We have had a much worse recession than previous ones, along with a crash of housing prices. State and local governments are fully funded by tax revenues, and at the local level, property tax revenues are a big factor.

So it's entirely likely that the size and nature of this "great recession" has caused state and local government employment to be very weak compared to previous recoveries.

Irwin (and countless others) are making the same mistake as taking Rogoff-Reinhart's numbers and claiming high debt slows growth, when there is a clear case for the opposite view, that slow growth creates high debt.

Exercises like, "if this sector had done this, then the economy would have done that" are just meaningless. They are the equivalent of "if grandma had wheels she'd be a bicycle", but with fancy charts.

Causality is not inherently ideological, though appeals to causal problems often seem to be.


2 comments:

Patrick R. Sullivan said...

And along come Nickel and Tudyka to smash the ball back into the Keynesians court;

http://www.voxeu.org/article/fiscal-stimulus-times-high-public-debt-reconsidering-multipliers-and-twin-deficits

'The cumulative response of private investment turns increasingly negative as government indebtedness increases. In particular, the cumulative effect on private investment turns negative for the first time at debt ratios of approximately 57%.'

Guess what they find at 90%.

Another old friend appears;

'In sum, our findings lead us to conclude that the contradictory findings of previous studies may be the result of estimation within a static debt regime when indeed the debt regime is dynamic.'

JorgXMcKie said...

I'm not an economist, I'm just a guy who teaches public budgeting.
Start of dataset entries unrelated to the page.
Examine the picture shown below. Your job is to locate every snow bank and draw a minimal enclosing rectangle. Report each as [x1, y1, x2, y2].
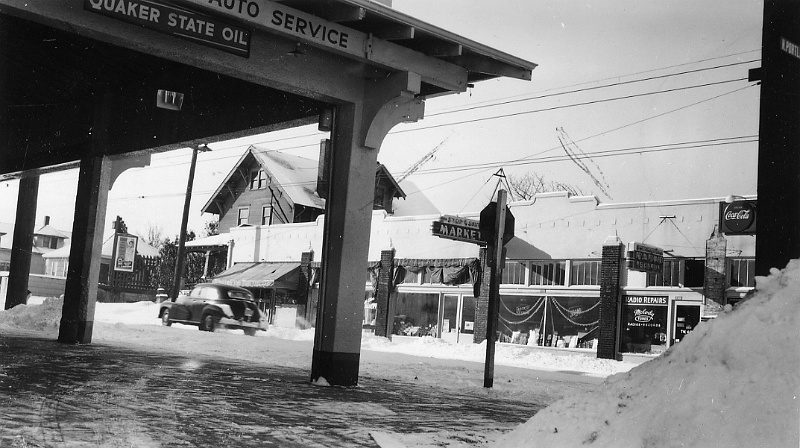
[493, 260, 800, 448]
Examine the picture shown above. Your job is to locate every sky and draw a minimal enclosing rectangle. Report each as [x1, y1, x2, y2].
[0, 254, 800, 448]
[0, 0, 763, 240]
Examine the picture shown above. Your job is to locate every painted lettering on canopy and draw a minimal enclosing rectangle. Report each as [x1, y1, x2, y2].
[181, 0, 368, 57]
[83, 0, 250, 57]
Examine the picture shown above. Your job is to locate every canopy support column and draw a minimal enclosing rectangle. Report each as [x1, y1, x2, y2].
[58, 156, 111, 344]
[311, 73, 424, 387]
[5, 176, 39, 310]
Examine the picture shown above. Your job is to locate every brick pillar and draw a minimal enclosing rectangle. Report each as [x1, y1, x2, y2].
[473, 247, 492, 344]
[297, 250, 314, 328]
[703, 226, 728, 314]
[375, 249, 394, 337]
[597, 236, 625, 359]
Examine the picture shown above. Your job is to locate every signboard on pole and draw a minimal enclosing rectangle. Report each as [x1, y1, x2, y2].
[112, 233, 139, 272]
[627, 243, 664, 274]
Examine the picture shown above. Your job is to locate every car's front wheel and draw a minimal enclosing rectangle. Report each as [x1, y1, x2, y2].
[200, 313, 219, 331]
[161, 310, 172, 327]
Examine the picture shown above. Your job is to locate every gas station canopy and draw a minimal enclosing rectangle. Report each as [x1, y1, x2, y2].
[0, 0, 535, 179]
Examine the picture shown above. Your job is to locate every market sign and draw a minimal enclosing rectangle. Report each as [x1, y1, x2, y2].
[781, 37, 800, 59]
[626, 243, 664, 274]
[111, 233, 139, 272]
[719, 200, 756, 235]
[83, 0, 250, 57]
[431, 215, 486, 245]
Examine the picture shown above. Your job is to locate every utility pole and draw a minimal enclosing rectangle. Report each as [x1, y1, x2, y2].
[483, 189, 506, 388]
[170, 144, 210, 299]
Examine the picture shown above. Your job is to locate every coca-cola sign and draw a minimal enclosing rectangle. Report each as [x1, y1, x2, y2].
[720, 200, 756, 234]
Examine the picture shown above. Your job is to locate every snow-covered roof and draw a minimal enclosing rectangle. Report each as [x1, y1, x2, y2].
[248, 146, 325, 208]
[33, 224, 71, 239]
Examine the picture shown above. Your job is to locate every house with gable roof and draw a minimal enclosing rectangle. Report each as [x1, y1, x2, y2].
[186, 145, 438, 324]
[202, 145, 406, 234]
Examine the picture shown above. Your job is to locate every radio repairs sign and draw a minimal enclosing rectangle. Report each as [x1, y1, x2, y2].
[627, 243, 664, 274]
[112, 233, 139, 272]
[83, 0, 250, 58]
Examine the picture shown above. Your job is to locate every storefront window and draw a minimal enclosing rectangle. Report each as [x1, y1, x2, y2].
[498, 295, 600, 348]
[570, 260, 600, 285]
[531, 261, 566, 286]
[728, 258, 756, 288]
[621, 296, 669, 353]
[503, 261, 528, 285]
[392, 293, 439, 336]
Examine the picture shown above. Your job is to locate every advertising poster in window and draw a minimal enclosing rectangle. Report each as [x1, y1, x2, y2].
[622, 296, 669, 353]
[113, 233, 139, 272]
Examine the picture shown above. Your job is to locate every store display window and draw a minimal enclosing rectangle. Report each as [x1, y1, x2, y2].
[620, 296, 669, 353]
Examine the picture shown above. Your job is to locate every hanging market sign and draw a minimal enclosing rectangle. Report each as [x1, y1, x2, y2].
[781, 37, 800, 59]
[83, 0, 250, 58]
[112, 233, 139, 272]
[626, 243, 664, 274]
[431, 215, 486, 245]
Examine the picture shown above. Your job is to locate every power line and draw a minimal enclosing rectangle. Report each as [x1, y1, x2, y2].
[427, 59, 760, 117]
[142, 50, 760, 164]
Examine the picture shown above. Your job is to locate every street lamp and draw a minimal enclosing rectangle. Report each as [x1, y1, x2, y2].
[170, 143, 211, 300]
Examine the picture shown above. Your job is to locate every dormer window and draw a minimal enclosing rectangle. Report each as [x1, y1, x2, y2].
[236, 207, 250, 226]
[250, 170, 267, 190]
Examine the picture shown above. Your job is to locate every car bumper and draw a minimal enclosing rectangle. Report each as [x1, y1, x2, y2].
[219, 317, 269, 330]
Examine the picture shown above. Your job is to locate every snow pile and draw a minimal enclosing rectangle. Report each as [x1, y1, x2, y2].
[493, 260, 800, 448]
[0, 298, 64, 333]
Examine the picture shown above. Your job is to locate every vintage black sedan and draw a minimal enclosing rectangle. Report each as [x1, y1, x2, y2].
[158, 283, 268, 336]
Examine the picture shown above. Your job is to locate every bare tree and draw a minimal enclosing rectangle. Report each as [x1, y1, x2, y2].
[506, 172, 585, 201]
[139, 224, 166, 249]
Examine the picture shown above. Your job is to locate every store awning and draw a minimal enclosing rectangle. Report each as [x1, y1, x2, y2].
[212, 262, 300, 289]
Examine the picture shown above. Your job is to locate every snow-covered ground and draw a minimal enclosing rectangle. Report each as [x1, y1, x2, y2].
[0, 261, 800, 448]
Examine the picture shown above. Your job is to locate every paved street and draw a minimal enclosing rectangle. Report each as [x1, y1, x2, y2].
[0, 332, 538, 447]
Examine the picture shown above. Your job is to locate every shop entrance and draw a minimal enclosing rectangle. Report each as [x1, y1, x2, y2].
[670, 301, 703, 345]
[439, 294, 475, 344]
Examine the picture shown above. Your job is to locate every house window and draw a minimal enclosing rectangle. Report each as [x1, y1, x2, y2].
[728, 258, 756, 288]
[261, 205, 272, 226]
[250, 170, 267, 190]
[236, 207, 250, 226]
[502, 261, 528, 285]
[569, 260, 601, 286]
[531, 260, 566, 286]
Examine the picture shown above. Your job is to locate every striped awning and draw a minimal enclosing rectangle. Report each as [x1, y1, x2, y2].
[212, 262, 300, 289]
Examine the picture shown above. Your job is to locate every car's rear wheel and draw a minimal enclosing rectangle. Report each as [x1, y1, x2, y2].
[200, 313, 219, 331]
[161, 310, 172, 327]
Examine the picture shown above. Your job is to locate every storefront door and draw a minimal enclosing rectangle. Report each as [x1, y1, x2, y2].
[670, 302, 702, 345]
[439, 294, 475, 344]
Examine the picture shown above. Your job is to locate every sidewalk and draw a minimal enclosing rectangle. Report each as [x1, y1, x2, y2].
[0, 331, 539, 448]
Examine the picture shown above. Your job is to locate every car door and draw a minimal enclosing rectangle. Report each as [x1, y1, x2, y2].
[189, 286, 219, 322]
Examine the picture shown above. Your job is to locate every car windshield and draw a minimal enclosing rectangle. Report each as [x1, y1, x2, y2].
[228, 291, 253, 300]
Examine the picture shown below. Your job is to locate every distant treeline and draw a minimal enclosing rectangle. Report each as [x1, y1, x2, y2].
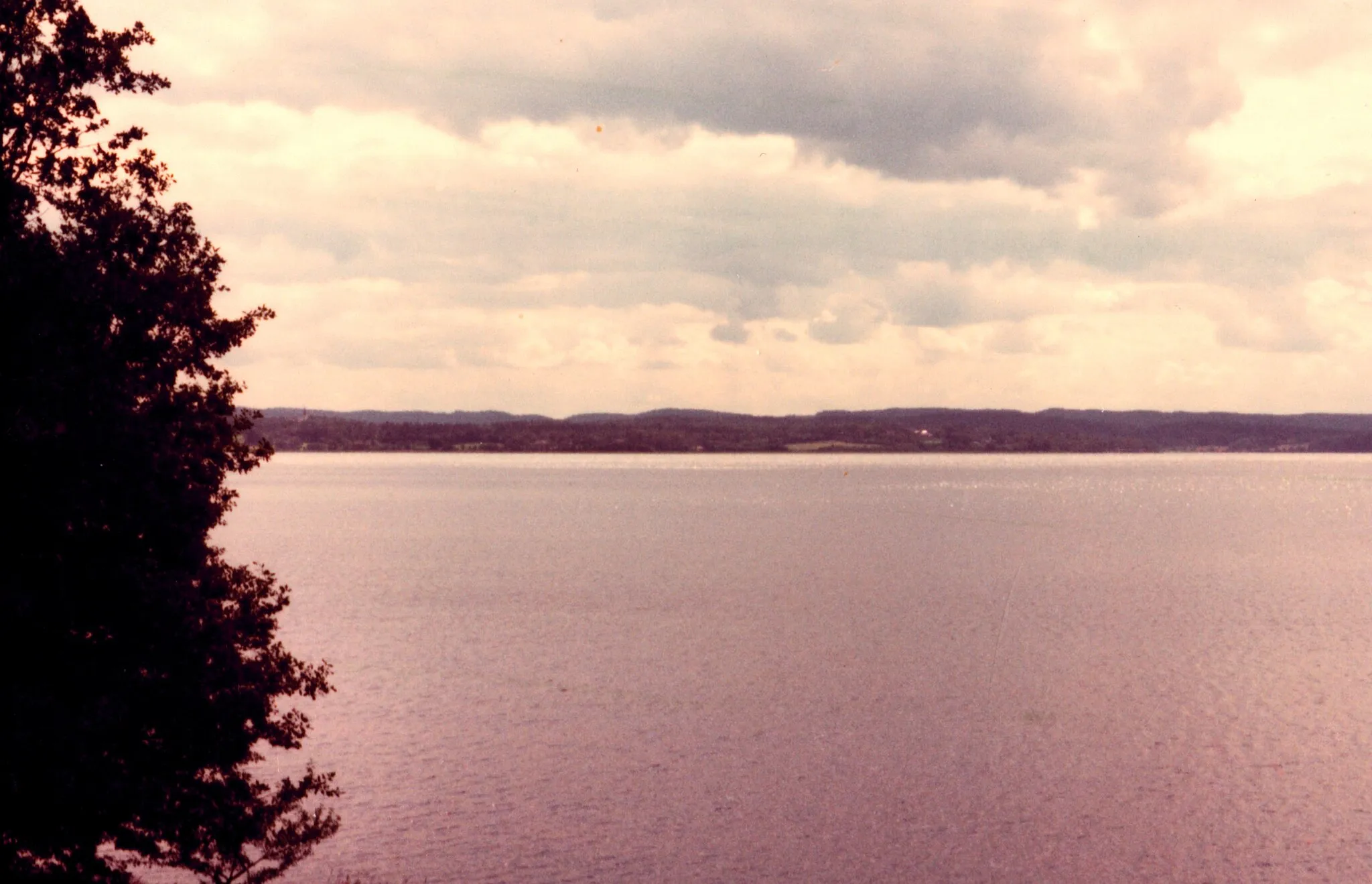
[249, 407, 1372, 452]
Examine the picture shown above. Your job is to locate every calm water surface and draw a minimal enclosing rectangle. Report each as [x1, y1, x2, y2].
[217, 454, 1372, 883]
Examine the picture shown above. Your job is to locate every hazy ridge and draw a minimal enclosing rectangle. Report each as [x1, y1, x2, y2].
[250, 407, 1372, 452]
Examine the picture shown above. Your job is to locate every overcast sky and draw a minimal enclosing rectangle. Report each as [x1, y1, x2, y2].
[86, 0, 1372, 416]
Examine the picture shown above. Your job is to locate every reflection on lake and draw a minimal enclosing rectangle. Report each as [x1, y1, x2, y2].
[217, 454, 1372, 883]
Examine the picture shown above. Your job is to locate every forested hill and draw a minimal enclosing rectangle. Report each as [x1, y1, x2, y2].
[250, 407, 1372, 452]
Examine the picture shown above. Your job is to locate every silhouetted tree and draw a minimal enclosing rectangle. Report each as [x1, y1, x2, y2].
[0, 0, 338, 881]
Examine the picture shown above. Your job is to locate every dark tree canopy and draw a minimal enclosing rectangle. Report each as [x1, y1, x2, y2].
[0, 0, 338, 881]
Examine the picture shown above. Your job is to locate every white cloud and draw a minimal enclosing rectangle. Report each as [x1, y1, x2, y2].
[69, 0, 1372, 413]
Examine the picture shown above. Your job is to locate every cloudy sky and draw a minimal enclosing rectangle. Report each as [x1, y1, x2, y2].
[86, 0, 1372, 416]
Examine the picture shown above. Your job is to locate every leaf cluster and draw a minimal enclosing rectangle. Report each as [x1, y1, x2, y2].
[0, 0, 338, 881]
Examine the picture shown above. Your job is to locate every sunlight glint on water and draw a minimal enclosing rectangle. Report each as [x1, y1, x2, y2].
[217, 454, 1372, 883]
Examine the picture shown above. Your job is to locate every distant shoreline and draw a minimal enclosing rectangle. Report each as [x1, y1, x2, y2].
[246, 409, 1372, 454]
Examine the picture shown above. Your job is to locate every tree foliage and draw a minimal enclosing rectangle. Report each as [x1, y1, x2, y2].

I've got a lot of former students out there working in local government. They all say pretty much one thing -- budgets are tight [or worse], property tax revenues haven't nearly recovered, and the taxpayers would bring out the torches and pitchforks if we tried to raise taxes.

Now remember that for most local govts between 60 and 80 percent of their operating budget is payroll related and tell me how the heck they're going to hire new workers. They can barely pay the ones they have now.

My Metro Detroit suburb is a really good budget shape, thanks to good budgeting and never having had a defined pension program. Despite this, the firefighters just signed a new 4-year contract with both no raise and new givebacks.

Anyone who really thinks local govts are going to be hiring additional employees any time soon must be on powerful drugs.